Not all eclectic therapists work the same way. The field recognizes several distinct styles of blending approaches.

  • Technical eclecticism borrows specific techniques from different schools without necessarily adopting their underlying theories. A therapist might use a relaxation exercise from one tradition and a journaling technique from another, choosing each tool purely based on what the evidence says works for a given problem.
  • Theoretical integration goes deeper, attempting to merge the ideas behind different approaches into a coherent framework. Rather than just borrowing techniques, the therapist develops a unified understanding of how change happens by combining concepts from multiple theories.
  • Assimilative integration sits between the two. The therapist works primarily within one theoretical home base but selectively incorporates techniques and ideas from other approaches when they’re useful. Think of it as having a main language but being conversational in a few others.

Why It Became So Popular

For much of the 20th century, therapists tended to align rigidly with a single school of thought. You were a psychoanalyst, or a behaviorist, or a humanistic therapist, and you treated everyone through that framework. Over the last few decades, that started to change as research made it clear that different conditions respond to different interventions, and that most real-world clients don’t fit neatly into the assumptions of any one model.

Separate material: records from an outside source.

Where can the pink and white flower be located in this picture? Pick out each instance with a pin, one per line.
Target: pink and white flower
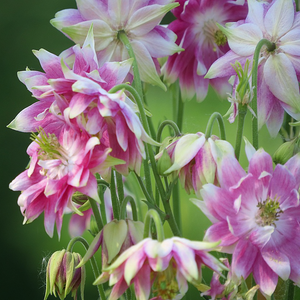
(59, 167)
(191, 157)
(198, 33)
(138, 19)
(256, 216)
(163, 266)
(279, 69)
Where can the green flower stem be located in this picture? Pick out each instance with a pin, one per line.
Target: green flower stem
(153, 214)
(120, 186)
(136, 75)
(239, 135)
(139, 103)
(165, 123)
(270, 47)
(96, 213)
(102, 185)
(215, 116)
(146, 194)
(159, 185)
(123, 211)
(93, 261)
(180, 110)
(114, 197)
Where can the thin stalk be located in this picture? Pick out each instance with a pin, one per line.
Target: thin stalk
(93, 261)
(180, 111)
(270, 47)
(136, 75)
(240, 129)
(114, 197)
(145, 191)
(120, 186)
(215, 116)
(143, 117)
(96, 213)
(133, 207)
(153, 214)
(165, 123)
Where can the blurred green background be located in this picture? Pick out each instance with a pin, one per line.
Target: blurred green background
(24, 25)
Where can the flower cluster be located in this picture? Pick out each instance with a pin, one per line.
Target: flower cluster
(90, 130)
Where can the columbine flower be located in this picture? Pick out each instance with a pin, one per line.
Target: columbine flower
(59, 167)
(115, 237)
(256, 216)
(58, 99)
(165, 266)
(277, 86)
(191, 157)
(63, 277)
(203, 42)
(138, 19)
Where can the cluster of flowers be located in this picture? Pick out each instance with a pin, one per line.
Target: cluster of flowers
(84, 133)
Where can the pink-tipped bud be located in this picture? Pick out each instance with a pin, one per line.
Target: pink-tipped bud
(62, 277)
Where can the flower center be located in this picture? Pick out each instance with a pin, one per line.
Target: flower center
(214, 34)
(50, 149)
(269, 211)
(165, 285)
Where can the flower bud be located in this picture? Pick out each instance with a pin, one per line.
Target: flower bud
(286, 151)
(62, 277)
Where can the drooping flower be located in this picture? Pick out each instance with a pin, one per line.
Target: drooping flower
(256, 216)
(138, 19)
(62, 276)
(198, 33)
(277, 87)
(163, 266)
(191, 157)
(59, 167)
(75, 94)
(54, 88)
(115, 237)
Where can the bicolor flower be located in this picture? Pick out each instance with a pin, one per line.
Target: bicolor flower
(191, 157)
(54, 88)
(278, 70)
(165, 267)
(59, 167)
(138, 19)
(256, 216)
(115, 238)
(62, 276)
(198, 33)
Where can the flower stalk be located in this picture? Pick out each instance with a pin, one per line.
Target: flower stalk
(270, 46)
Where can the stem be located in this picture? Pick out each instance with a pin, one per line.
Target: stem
(120, 186)
(215, 116)
(153, 214)
(114, 197)
(143, 117)
(133, 206)
(270, 47)
(239, 135)
(180, 110)
(96, 214)
(146, 194)
(165, 123)
(136, 75)
(94, 265)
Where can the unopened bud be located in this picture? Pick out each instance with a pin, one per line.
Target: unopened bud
(286, 151)
(62, 277)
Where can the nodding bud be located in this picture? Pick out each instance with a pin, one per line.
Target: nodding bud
(286, 151)
(62, 277)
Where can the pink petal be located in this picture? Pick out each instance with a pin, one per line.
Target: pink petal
(243, 258)
(279, 18)
(264, 276)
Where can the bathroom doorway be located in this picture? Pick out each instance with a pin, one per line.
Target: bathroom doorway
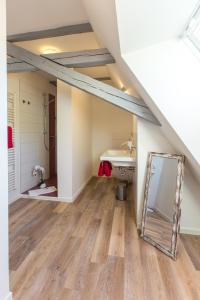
(52, 136)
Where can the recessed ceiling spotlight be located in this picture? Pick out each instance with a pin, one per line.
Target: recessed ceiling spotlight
(123, 88)
(49, 50)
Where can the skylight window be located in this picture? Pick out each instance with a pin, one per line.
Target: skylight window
(193, 29)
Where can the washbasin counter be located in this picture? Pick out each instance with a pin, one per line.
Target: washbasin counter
(120, 158)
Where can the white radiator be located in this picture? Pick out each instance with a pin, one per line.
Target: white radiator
(12, 151)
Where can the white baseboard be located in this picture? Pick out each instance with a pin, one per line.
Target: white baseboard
(26, 196)
(60, 199)
(8, 297)
(190, 230)
(77, 193)
(12, 200)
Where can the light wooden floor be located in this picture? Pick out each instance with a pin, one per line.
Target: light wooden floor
(90, 250)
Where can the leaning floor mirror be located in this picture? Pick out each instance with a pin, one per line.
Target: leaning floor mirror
(162, 201)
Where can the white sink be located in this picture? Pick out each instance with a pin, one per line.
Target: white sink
(121, 158)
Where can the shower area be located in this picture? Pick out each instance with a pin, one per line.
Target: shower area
(32, 160)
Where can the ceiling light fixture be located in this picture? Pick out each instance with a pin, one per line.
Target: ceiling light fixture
(49, 50)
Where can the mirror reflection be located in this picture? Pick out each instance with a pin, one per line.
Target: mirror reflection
(162, 199)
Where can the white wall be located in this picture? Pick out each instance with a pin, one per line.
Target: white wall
(74, 147)
(4, 272)
(111, 126)
(81, 140)
(156, 171)
(64, 140)
(31, 87)
(169, 72)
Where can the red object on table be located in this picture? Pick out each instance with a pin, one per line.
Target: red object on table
(10, 137)
(105, 168)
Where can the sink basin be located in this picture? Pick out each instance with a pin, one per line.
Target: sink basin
(121, 158)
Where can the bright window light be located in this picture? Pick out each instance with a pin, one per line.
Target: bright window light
(193, 29)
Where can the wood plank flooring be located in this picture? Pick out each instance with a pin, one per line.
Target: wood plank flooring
(90, 250)
(192, 246)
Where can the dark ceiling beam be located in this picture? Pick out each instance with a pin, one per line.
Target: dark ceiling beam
(103, 78)
(82, 59)
(77, 59)
(54, 82)
(85, 83)
(49, 33)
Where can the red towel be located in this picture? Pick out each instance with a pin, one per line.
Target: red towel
(10, 140)
(105, 168)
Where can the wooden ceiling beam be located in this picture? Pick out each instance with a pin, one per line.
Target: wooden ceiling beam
(82, 59)
(85, 83)
(49, 33)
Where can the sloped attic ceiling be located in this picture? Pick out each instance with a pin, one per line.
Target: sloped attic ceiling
(25, 16)
(135, 32)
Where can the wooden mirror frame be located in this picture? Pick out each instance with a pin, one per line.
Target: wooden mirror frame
(177, 203)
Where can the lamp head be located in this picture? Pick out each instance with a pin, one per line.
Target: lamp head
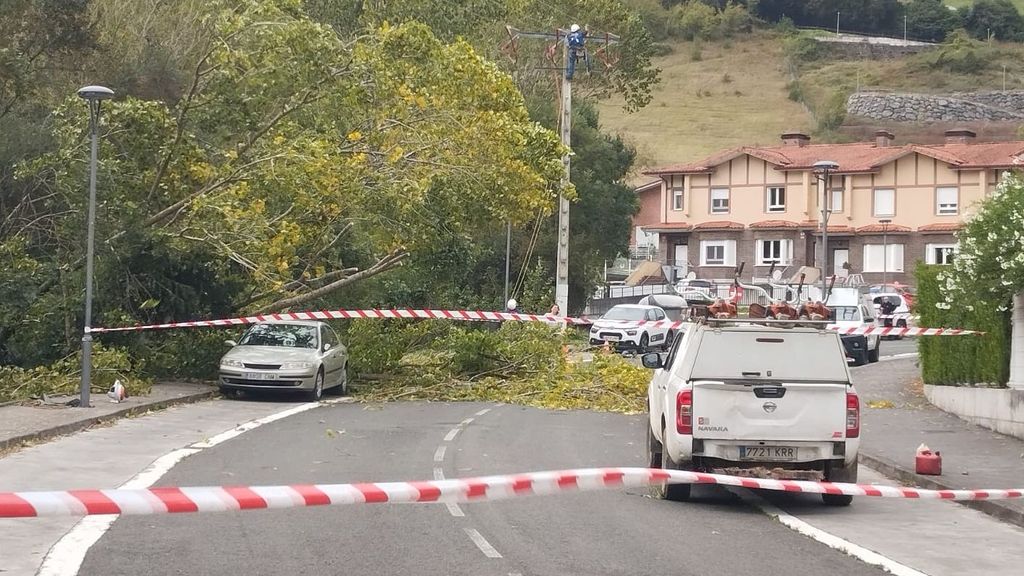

Today, the eclectic or integrative orientation is one of the most common identifications among practicing psychologists. A large expert survey published in 2023 found that 17% of psychotherapy experts identified as integrative, making it the second most common orientation after cognitive-behavioral at 27%. In everyday clinical practice, the numbers skew even more eclectic, since many therapists who trained in a specific orientation still borrow freely from others.

Strengths and Limitations

The core strength of eclectic therapy is flexibility. Because the therapist isn’t locked into one method, they can adapt to complex situations. Many people come to therapy with overlapping issues: anxiety layered with relationship problems, depression intertwined with trauma, stress compounded by unhealthy coping habits. A single-model approach may address one layer effectively while missing others. Eclectic therapy can target multiple problems simultaneously, matching each one to the technique best suited for it.

The approach also respects individual differences. Two people with the same diagnosis can have very different personalities, histories, and preferences. What feels helpful for one person might feel pointless or uncomfortable for another. Eclectic therapists have the freedom to adjust, trying a different angle if the first one doesn’t land. Lazarus emphasized this point throughout his career: the treatment should fit the patient, not the other way around.

The main criticism is that eclecticism can become unfocused. Without a guiding theoretical framework, there’s a risk that the therapist jumps between techniques without a clear rationale, creating a disjointed experience. Critics argue that deep expertise in one approach may produce better results than shallow familiarity with many. This is part of why assimilative integration has gained traction as a middle ground, giving therapists a theoretical anchor while still allowing them to reach beyond it.

What to Expect If Your Therapist Uses This Approach

If a therapist describes themselves as eclectic or integrative, it means your treatment plan will likely evolve based on how you respond. Early sessions often involve more assessment than a single-model therapist might do, since the therapist is mapping out which areas of your life need attention and which tools might help most. You might notice that sessions feel different from week to week, with some being more structured and others more open-ended.

It’s worth asking an eclectic therapist which approaches they draw from most and how they decide what to use. A skilled eclectic practitioner can explain their reasoning clearly. The best ones aren’t picking techniques at random. They’re making deliberate choices grounded in training, clinical experience, and an understanding of what the research supports for your particular situation.